The homeland of the Meskhetian Turks is in the Georgian region of Russia, near the Turkish border, according to an information sheet provided by Women in Ministry of the Mt. Lebanon United Presbyterian Church and John Miller, of Catholic Charities of the Diocese of Pittsburgh.
In 1944, Stalin deported nearly 100,000 Mezkhetian Turks to Uzbekistan and areas of Central Asia because he feared they might ally themselves with Adolph Hitler in Germany and because he wanted to reclaim the border territory.
In 1989, the Turks were deported again, after some were killed and had their homes burned, with about 17,000 of them ending up in the southern Russian region of Krasnodar.
For the Krasnodar Turks, including the group now in the Pittsburgh area, the persecution continued with the denial of permanent residency rights or citizenship. That restricts their access to pensions, child benefits, health care and education.
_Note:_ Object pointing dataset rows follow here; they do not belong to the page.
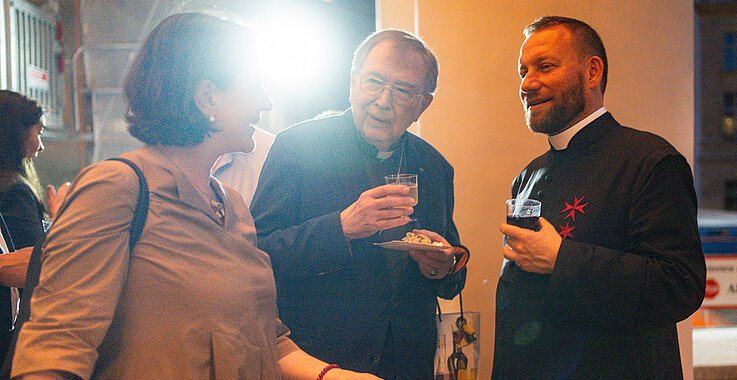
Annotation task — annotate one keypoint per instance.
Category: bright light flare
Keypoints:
(298, 52)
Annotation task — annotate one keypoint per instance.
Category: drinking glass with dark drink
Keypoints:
(524, 213)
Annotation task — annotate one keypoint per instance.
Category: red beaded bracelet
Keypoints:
(325, 370)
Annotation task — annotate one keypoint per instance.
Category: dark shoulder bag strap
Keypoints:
(34, 265)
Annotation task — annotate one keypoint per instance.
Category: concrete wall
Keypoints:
(477, 122)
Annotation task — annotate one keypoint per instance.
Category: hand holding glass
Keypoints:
(524, 213)
(409, 180)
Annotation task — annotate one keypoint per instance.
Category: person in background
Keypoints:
(21, 126)
(194, 298)
(13, 263)
(241, 170)
(321, 204)
(597, 291)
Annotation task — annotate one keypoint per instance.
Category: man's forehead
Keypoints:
(554, 40)
(390, 61)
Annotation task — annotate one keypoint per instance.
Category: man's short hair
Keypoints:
(180, 51)
(587, 40)
(404, 41)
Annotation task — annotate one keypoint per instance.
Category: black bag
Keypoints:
(34, 265)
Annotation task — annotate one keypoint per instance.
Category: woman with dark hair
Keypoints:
(20, 141)
(20, 196)
(194, 298)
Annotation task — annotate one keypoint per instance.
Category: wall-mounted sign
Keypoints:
(37, 78)
(721, 281)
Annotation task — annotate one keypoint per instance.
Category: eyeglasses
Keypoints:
(401, 95)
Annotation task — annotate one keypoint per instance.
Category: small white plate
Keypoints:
(408, 246)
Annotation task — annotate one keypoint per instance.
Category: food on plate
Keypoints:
(412, 237)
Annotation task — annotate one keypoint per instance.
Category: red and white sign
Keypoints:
(721, 282)
(37, 77)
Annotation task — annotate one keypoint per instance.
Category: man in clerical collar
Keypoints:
(322, 203)
(596, 289)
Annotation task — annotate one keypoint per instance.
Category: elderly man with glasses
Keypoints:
(321, 204)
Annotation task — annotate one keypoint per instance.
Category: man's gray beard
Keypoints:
(562, 114)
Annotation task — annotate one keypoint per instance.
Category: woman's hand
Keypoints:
(54, 198)
(341, 374)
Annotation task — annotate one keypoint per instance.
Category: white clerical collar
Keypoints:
(561, 140)
(384, 155)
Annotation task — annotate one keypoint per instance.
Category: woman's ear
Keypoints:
(204, 97)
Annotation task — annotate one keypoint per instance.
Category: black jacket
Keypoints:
(630, 265)
(341, 299)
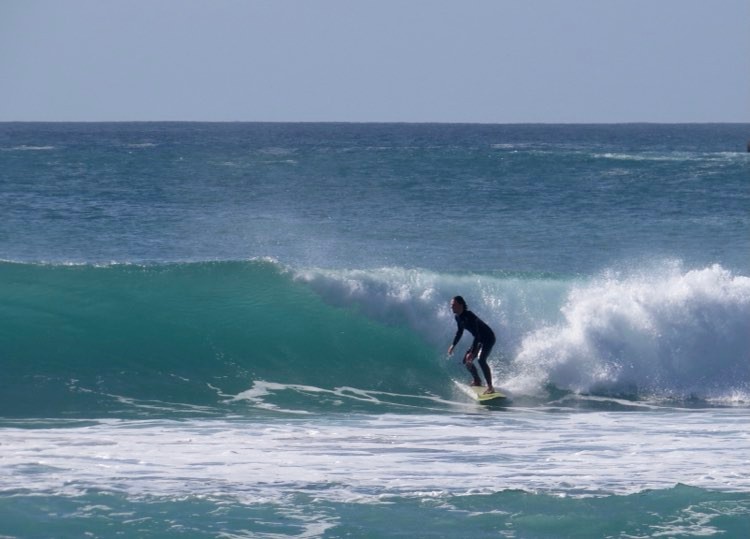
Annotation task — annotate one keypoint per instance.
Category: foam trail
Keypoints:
(669, 333)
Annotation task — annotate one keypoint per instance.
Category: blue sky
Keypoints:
(489, 61)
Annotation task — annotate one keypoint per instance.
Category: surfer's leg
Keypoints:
(484, 353)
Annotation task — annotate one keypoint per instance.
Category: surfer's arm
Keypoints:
(457, 337)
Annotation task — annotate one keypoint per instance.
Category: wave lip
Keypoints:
(665, 334)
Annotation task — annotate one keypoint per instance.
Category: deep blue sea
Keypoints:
(240, 330)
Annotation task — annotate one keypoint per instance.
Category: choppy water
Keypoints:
(240, 330)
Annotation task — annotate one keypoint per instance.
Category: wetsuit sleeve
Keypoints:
(459, 331)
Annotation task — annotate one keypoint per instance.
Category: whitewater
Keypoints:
(240, 330)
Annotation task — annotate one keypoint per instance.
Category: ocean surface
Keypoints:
(240, 330)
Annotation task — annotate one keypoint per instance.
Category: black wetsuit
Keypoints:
(484, 340)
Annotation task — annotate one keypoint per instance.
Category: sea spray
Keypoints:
(668, 333)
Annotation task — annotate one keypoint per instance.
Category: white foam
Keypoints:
(672, 333)
(364, 458)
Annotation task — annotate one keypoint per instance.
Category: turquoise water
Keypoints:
(239, 330)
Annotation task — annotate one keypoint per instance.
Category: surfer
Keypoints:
(484, 340)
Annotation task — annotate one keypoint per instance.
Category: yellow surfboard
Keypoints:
(477, 392)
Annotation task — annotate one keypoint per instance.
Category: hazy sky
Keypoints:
(490, 61)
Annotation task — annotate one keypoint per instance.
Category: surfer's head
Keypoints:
(458, 305)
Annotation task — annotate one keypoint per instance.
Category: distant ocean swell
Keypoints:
(93, 339)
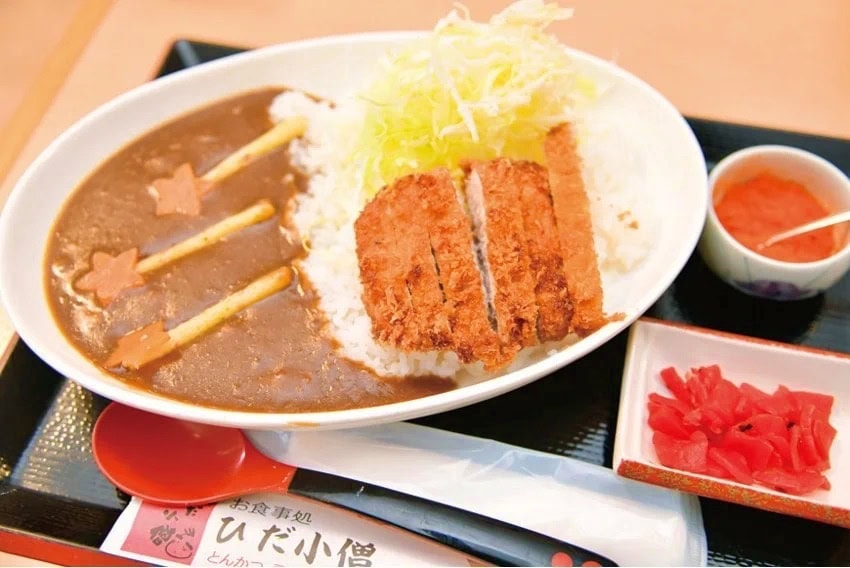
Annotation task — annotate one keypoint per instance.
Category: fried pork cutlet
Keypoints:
(493, 205)
(516, 268)
(398, 272)
(450, 236)
(572, 214)
(554, 308)
(385, 292)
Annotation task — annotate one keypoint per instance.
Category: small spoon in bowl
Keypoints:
(828, 221)
(168, 461)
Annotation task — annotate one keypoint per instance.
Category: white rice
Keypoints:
(325, 218)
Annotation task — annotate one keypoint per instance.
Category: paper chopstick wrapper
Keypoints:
(632, 523)
(267, 530)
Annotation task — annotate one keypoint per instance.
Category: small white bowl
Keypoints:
(759, 275)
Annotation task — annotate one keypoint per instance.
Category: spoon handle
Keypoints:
(808, 227)
(485, 538)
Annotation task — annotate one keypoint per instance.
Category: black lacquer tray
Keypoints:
(51, 489)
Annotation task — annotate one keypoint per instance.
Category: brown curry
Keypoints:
(271, 356)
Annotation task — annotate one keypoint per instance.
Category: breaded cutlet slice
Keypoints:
(430, 315)
(554, 308)
(450, 234)
(500, 235)
(575, 229)
(385, 293)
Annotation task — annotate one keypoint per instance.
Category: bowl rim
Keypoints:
(720, 167)
(114, 389)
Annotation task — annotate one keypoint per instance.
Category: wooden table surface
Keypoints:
(776, 63)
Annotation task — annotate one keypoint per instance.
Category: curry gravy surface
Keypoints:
(272, 356)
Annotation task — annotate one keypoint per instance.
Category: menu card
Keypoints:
(269, 530)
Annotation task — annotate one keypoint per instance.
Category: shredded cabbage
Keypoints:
(468, 90)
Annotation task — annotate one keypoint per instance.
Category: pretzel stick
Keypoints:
(278, 135)
(257, 213)
(152, 342)
(257, 290)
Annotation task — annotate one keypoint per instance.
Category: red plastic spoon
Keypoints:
(174, 462)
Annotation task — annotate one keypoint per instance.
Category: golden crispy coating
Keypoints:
(572, 213)
(554, 308)
(385, 292)
(511, 280)
(429, 318)
(450, 236)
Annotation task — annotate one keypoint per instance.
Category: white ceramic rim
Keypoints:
(152, 402)
(822, 163)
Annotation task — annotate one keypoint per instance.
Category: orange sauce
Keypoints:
(765, 205)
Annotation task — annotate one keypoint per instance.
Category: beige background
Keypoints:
(778, 63)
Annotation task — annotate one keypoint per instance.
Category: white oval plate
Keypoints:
(647, 126)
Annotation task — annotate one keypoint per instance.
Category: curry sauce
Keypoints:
(273, 356)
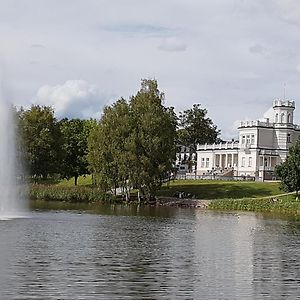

"Our ancestors had to move many times. It made them nervous," said El Ran Muradova, 16, a refugee who is attending Mt. Lebanon High School.
Moving to the United States offered the families a chance to start again in a country where they won't be persecuted, she said.
In Russia, the Turkish children were in different classes from the Russian children. They attended school through 11th grade. After that, students who had citizenship papers could continue onto the universities.
But because many of the Turks were never granted citizenship, they were left to work at whatever jobs they could find.
Naziya Lomidze, a refugee living in Mt. Lebanon, said many of her fellow Turks worked in construction or in greenhouses. Others, she said, stayed home, tending the family garden and animals, milking the cows and selling the milk at the market.
Their homes had only cold running water, not hot. To do laundry, they first had to boil the water.
They had electricity, but no gas, using coal to heat their homes.